Today I had my 6-week postnatal check up. This understandably brought up a lot of emotions, not helped by the inevitable waiting room full of babies and new parents. I had considered avoiding it altogether; in the aftermath of losing Orla and giving birth, my own physical health and wellbeing felt insignificant. Eating and drinking was a challenge at worst, a routine at best. I tried to walk the same distances that I had been just days before, heavily pregnant, but ended up leaning over walls and railings trying to gather the strength to manage the walk back home. I felt that I was not deserving of physical rest and recuperation, as if I should be punished for what had happened. At other times, I felt so detached from my own body that I may have been experiencing pain, but my mind wasn’t allowing it to register. I decided that I needed to give up sugar and caffeine and was almost back to my pre-pregnancy weight within two weeks.
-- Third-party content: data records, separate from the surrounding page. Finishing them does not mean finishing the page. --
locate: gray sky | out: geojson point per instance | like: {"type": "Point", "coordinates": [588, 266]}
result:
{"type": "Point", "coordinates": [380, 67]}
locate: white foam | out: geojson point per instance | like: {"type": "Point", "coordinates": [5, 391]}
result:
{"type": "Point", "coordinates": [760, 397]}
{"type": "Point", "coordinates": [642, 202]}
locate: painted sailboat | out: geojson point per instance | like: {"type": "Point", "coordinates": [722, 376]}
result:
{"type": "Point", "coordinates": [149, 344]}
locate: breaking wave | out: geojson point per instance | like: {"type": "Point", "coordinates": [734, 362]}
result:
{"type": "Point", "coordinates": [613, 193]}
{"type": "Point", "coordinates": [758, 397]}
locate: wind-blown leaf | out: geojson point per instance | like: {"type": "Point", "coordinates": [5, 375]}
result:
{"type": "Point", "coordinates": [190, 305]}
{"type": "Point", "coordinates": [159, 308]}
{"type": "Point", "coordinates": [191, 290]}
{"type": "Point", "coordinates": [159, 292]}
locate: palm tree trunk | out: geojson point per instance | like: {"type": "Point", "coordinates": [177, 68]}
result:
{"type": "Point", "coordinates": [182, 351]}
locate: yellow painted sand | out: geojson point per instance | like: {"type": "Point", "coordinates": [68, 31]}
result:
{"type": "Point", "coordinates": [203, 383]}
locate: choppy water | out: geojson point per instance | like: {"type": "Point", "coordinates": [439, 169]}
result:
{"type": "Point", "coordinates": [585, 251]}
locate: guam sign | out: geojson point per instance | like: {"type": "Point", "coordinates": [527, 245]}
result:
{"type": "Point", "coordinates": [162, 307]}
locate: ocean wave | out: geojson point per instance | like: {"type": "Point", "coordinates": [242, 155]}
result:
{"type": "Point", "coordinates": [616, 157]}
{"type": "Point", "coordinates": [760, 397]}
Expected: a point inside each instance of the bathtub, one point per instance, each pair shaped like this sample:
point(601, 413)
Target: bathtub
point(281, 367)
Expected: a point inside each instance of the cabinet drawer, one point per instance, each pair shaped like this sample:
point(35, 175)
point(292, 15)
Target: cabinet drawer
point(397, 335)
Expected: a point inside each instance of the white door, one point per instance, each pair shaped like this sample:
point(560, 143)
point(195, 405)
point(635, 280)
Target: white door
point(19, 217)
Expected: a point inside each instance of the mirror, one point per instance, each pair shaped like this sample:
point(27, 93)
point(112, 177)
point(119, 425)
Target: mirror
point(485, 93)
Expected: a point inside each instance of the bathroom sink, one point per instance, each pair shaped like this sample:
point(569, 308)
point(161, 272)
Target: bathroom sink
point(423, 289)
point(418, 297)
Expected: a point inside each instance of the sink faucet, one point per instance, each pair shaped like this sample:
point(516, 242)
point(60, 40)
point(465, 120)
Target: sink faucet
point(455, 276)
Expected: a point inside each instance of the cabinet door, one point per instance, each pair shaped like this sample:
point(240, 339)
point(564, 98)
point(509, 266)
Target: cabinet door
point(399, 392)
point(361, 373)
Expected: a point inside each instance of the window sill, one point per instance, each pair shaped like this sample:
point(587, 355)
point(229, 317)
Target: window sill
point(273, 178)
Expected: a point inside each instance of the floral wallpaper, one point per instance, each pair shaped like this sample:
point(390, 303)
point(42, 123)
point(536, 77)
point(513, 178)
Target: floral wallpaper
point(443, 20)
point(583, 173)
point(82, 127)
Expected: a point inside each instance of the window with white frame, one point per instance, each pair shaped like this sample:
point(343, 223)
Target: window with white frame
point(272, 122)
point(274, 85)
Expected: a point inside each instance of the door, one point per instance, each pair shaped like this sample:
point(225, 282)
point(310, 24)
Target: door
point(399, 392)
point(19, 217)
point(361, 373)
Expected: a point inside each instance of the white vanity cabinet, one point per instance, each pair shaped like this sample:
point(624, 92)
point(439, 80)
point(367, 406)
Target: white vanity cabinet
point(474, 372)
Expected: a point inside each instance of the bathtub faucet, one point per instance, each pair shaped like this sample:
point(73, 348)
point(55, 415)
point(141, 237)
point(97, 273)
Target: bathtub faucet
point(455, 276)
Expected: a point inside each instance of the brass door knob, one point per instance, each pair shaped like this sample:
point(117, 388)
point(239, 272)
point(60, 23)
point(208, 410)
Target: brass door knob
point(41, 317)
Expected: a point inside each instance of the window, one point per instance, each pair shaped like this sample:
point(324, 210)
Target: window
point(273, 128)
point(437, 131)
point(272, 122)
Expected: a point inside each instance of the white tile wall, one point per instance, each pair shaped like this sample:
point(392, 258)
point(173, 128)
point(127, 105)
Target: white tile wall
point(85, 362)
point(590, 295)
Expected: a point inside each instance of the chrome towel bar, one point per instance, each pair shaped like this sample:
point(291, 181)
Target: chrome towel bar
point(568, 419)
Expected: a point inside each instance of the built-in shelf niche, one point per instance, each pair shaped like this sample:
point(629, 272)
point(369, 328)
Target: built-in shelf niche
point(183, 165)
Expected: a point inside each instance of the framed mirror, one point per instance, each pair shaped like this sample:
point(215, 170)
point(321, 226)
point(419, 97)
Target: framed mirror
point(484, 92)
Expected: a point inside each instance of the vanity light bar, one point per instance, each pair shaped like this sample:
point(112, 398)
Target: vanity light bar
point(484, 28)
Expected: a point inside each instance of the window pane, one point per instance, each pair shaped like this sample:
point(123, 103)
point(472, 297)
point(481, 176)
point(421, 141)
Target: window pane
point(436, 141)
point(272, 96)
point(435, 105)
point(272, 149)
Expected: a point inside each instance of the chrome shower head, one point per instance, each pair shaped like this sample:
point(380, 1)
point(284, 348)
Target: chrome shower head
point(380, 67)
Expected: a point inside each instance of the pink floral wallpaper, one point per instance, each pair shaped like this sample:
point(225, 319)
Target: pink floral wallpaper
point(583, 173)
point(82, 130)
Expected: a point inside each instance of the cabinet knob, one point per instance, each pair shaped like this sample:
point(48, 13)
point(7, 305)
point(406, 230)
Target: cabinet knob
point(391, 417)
By this point I felt awful; my body ached, I had horrendous night sweats and just walking around the house left me exhausted. I’m sure that I had entered some kind of state of physical shock.
I felt an intense dislike of my body; it had let me down in the most horrendous way and I wasn’t sure I could ever trust, or even like, it again. Every time I saw myself in the shower, I was reminded of what was no longer there. I was an empty vessel. I could once again see the scars from the laparoscopy surgery I had last year for a ruptured ectopic pregnancy, which had previously been hidden by my huge bump – yet another reminder of how my body had failed. I had mistakenly trusted after the first loss that my body could nurture our baby and I trusted that it could protect her, but I now felt completely betrayed. How could I ever learn to believe that it wouldn’t do something like this again?
The one thing that stopped me from showering completely in the dark, apart from a lack of blinds, was the development of a faint linea nigra following giving birth. I had hoped for this throughout my pregnancy and it had never appeared. It has always seemed to me like a mystical zip; one that gives the illusion that your stomach will just open up and your baby will magically appear when the time is right. I’m led to believe that it’s quite uncommon for this to develop post birth and this brought me a sense of comfort, as if this was Orla’s parting gift to me; something to remind me that I have had a baby, that I am a mother and to be proud of what I have achieved. Although it may seem like a small thing, it really has helped prevent a slippery slope into complete self-loathing, since I cannot possibly hate something so precious that was given to me by my daughter.
Over the last couple of weeks, I have been trying to get myself back into a better state of physical health and wellbeing, as I know that this will help emotionally but also in preparation for our trip away. I have tried to eat three meals a day, to drink more water and to start taking supplements again. I have undertaken regular pelvic floor exercises, annoyingly prompted by the NHS ‘Squeezy’ app, and to walk a bit more. Some days are more successful days than others, but I can feel the benefit. However, learning that I actually deserve to nurture myself is work in progress.
The GP felt that my body had recovered well and had more or less ‘bounced back’. She gave me the go ahead to start exercising again and encouraged me to continue with supplements to get my body ready for when we want to try to conceive again. She gave lots of reassuring words about there being no reason why I couldn’t go on to have healthy live babies in the future, but I just can’t help but wonder why my body has let me down so horrifically, more than once. Its hard not to think that there must be something inherently wrong. I know that learning to trust my body again is going to be a really tough journey. I’m sure that there will be lots of support from the medical profession in the future in terms of assessment and monitoring, but I feel that the most significant challenge will be me learning to believe in myself and my body and that it can do this. I need to learn to embrace and accept the scars and marks that my two pregnancies have left and not to be scared by them. If nothing else, they show me that I have the strength to survive but also that I have experienced the most intense love in growing our beautiful daughter that she would want me to share.